During the war, the Capitol was briefly used by Union troops as soldiers' quarters, a hospital and even a bakery. Today, millions of visitors approach the large bronze and marble memorial that honors the Civil War general, Ulysses S. Grant, whose victories as a military strategist are credited with saving the Union and who later became our nation's 18th president.
The Capitol Building and Grant's Statue
Restoring the Statue
"Time and the elements of nature have ravaged the monument's surfaces,"
said Eugene Poole, Jr., U.S. Capitol Jurisdiction and Project Executive in Planning and Project Management, who is managing the Grant Memorial's bronze conservation and Union Square rehabilitation. "We are moving aggressively to conserve, preserve and restore the historic fabric of the Grant Memorial and Union Square to its former glory."
Change of Hands
The care of Union Square and the Grant Memorial were transferred from the National Park Service to the Architect of the Capitol (AOC) in late 2011.
The Grant Memorial is located by the reflecting pool at the east end of the National Mall, west of the U.S. Capitol. Upon transfer, the AOC addressed immediate safety issues and repaired the most visibly deteriorated conditions throughout Union Square. Because weather and time have not been kind to the Grant Memorial, AOC staff developed a preservation strategy to restore the Grant Memorial to its original condition.
Plans to Preserve
The preservation effort will began spring 2015, with the conservation of the nine bronze sculptural elements. Fencing and scaffolding will surround the sculptural groups. The conservation will include cleaning, repairing, repainting and protecting the existing bronze. Sixty-one missing or broken bronze pieces will be recast. After the bronze conservation is complete, stone cleaning, setting and conservation will follow.
A Popular Attraction
"After worrying about the poor condition of the largest and probably most visible and visited sculptural monument in the city..."
"I am thrilled that we will be restoring it so that everyone will be able to see and appreciate the incredible accurate and life-like details and strong emotional impact that have been obscured by corrosion," said Barbara Wolanin, Curator for the AOC. "In addition to all that it commemorates, the Grant Memorial is a masterwork of American sculpture to which Henry Shrady devoted 20 years of his life and sadly, passed away just two weeks before the memorial was dedicated."
Getting the statue restored to its original brilliance before the bicentennial of Grant's birth in 2022 – a century after its dedication – will properly honor this American hero.
Wolanin added, "The conservation of the memorial will demonstrate the commitment of the Architect of the Capitol to preserve and care for our national treasures for current and future generations."

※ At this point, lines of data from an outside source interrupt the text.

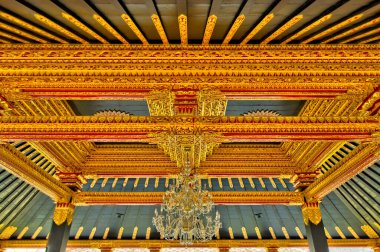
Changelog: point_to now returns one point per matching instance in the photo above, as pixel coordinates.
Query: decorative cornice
(355, 162)
(194, 51)
(123, 243)
(138, 128)
(211, 21)
(155, 198)
(19, 165)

During portions of the conservation of the Grant Memorial, the statues may not be visible, but you can still catch a glimpse of Grant as a marble statue in the Rotunda of the U.S. Capitol and on the $50 bill. The lions from the Grant memorial can also be seen during the opening credits of the political thriller "House of Cards."
Who was Ulysses S. Grant?
Hiram Ulysses Grant was born on April 27, 1822, in Point Pleasant, Ohio.

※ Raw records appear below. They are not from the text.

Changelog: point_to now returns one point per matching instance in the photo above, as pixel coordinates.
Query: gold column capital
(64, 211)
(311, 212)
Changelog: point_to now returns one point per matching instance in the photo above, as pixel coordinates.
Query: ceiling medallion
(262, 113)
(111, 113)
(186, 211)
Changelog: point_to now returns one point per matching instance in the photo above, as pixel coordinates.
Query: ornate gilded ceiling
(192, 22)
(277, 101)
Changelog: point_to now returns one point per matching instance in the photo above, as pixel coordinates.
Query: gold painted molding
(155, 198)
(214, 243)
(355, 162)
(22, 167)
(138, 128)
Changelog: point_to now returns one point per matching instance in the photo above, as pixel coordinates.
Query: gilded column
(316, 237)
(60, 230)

Appointed to the U.S. Military Academy at West Point in 1839, he arrived to learn that he had been erroneously enrolled as Ulysses Simpson Grant. Simpson was his mother's maiden name. The roll could not be corrected, so Grant changed his name. Upon graduation he was posted near St. Louis, where he met his future wife, Julia Dent. After distinguished service in the Mexican War and at several garrison postings, he resigned his commission in 1854.
Volunteering to serve the Union cause after the start of the Civil War, Grant was the strategist of victories that earned him national attention.

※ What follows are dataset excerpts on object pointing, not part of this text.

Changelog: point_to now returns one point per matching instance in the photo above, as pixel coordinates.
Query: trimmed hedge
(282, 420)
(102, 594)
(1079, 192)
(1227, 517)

His achievements at Shiloh, Vicksburg, Chattanooga and Appomattox were decisive in the course and outcome of the war, He served as the 18th President of the United States (1869-1877). His political inexperience and misplaced trust in unscrupulous advisers, however led to scandal despite his own innocence of corruption. Grant died of throat cancer on July 23, 1885, and is entombed with his wife Julia in New York City, in a mausoleum overlooking the Hudson River.